6. "Alcohol? Stay very far away."
If you don't want to drink in college, that's cool, and same for those who want to. Fraternity members aren't required to drink, and from my experience at parties, nobody really cares if you don't want to drink that night. Is there a lot of drinking at frat parties? Yes, but college students as a whole tend to drink a lot. Plus, partying isn't what Greek life is all about. The guys in the fraternity I have spent the most time around in college are brothers in every sense of the word. Their organization isn't about partying, it's about brotherhood and the friendships you make.
7. "Party, party, party."
This is the one that got to me the most. The author claims "The only reason he's even dating you is to parade you around in front of his little frat brothers, like 'oh look, here's my latest.'" I have literally never seen or heard of this happen in my entire life.
This argument suggests that fraternity men only see women as sex objects. As I have mentioned above in a previous point, many of the fraternity men I know are in committed relationships. When I want to a date function with one of my guy friends we just went to have a good time, he didn't parade me around like an object because he's not the misogynistic asshole this article paints all fraternity men to be. I've been single all throughout college and my guy friends respect that. Through many of the relationships I have seen throughout college, the respect is mutual.
I'll take the time right now to say that my fraternity guy friends have been there for me through some of the toughest times in my college career.

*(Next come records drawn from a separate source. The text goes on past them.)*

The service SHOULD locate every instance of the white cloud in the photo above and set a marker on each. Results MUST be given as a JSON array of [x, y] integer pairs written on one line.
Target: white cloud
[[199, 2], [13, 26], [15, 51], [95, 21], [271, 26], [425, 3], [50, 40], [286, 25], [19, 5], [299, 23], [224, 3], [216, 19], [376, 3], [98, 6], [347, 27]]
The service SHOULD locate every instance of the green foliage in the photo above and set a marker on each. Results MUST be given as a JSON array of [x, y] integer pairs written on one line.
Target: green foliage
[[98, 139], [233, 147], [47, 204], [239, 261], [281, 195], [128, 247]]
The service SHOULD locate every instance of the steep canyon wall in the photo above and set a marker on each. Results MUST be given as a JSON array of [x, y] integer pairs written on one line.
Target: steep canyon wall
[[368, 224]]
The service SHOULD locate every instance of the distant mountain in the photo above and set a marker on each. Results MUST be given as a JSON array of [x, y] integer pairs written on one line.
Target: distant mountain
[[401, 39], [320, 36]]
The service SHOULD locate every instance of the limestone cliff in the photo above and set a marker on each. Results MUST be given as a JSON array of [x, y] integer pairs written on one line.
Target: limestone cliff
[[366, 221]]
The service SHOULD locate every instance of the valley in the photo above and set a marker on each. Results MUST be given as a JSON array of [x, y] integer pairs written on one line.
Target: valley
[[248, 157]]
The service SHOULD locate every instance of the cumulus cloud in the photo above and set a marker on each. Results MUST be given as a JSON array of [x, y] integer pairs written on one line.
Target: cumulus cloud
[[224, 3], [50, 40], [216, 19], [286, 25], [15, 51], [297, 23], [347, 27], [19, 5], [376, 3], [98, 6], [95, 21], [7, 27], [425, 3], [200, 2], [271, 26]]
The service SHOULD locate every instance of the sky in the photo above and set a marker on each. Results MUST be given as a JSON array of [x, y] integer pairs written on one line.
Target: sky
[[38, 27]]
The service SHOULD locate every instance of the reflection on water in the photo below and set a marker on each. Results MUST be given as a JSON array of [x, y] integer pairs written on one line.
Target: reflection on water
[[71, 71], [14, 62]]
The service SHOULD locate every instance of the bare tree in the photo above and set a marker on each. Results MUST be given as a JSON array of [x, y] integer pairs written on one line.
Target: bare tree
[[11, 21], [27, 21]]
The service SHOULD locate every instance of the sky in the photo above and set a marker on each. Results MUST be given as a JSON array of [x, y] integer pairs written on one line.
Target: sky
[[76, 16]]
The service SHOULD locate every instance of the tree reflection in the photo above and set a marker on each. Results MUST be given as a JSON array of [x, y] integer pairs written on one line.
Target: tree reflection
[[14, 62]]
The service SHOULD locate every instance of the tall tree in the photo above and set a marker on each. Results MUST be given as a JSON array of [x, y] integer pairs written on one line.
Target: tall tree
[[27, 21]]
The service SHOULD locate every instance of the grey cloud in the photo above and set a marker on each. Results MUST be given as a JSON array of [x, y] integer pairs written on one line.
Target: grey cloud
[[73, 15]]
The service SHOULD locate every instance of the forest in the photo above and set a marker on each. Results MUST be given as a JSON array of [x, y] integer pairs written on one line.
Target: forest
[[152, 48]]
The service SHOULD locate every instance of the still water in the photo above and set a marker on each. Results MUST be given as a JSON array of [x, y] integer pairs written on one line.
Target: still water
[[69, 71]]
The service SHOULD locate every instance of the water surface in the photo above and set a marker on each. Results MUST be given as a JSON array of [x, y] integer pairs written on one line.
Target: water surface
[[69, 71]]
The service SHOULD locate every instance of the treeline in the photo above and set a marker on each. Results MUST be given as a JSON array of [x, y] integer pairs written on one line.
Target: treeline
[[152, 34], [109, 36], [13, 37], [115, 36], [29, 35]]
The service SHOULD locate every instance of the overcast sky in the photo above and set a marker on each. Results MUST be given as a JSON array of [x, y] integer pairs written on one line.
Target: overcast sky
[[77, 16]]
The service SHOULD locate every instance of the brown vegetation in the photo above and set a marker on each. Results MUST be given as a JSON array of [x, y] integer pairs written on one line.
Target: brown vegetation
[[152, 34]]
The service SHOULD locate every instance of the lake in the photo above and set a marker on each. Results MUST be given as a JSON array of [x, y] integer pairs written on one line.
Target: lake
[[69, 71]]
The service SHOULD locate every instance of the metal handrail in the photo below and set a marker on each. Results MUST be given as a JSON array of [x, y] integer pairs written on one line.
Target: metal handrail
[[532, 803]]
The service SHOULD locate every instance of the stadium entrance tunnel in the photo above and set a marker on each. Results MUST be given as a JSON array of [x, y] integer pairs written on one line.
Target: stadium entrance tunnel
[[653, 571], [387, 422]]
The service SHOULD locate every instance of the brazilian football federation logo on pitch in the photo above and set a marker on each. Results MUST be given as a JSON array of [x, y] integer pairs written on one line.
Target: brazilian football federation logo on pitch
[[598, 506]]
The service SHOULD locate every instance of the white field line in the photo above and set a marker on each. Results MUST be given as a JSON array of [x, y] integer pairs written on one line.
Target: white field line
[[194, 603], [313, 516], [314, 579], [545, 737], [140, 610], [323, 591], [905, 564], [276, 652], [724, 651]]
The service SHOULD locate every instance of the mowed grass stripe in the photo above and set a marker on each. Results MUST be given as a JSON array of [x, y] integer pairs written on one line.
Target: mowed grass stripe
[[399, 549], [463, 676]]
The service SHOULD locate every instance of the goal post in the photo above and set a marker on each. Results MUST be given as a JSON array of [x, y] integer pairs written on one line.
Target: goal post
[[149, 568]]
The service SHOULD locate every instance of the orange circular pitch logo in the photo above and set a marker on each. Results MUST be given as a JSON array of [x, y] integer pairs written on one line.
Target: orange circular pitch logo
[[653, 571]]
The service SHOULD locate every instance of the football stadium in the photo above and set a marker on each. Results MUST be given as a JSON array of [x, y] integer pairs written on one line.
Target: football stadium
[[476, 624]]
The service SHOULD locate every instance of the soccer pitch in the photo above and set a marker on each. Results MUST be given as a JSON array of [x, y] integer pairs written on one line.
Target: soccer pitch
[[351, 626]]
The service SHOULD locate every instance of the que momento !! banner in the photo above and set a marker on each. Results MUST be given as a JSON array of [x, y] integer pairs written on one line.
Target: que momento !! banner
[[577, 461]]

They're always there to pick me up when I'm down and I can be my true authentic self around them. For a girl who had a ridiculously low sense of self-esteem upon arriving at college, that's a pretty big deal. I've become much more confident in the past few years, and I owe some of that to my fraternity guy friends who surround me with kindness and always encourage me to be myself.
To stereotype them all as parading women around as objects is downright insulting.
8. "They're not really here to study."
Although the GPA chart the author uses as an example is pretty low, students in Greek life tend to have higher GPAs than the overall student population. This is due to mandatory study hours and a GPA requirement to stay in the chapter. I'd go as far as to argue that some of my fraternity guy friends show more ambition than the average student, many are involved members of the community and are using their time in college to prepare for successful careers.
The author ends this piece saying "I do want to say that not all Fraternity boys are alike. Every now and then, you'll find a nice one and you'll be like, "Where did you come from?" That one, just maybe, might be okay to date. Unless he's voting for Trump. Which he probably is."
When the rest of your post is dedicated to taking fraternity men down, a conclusion like this is completely irrelevant.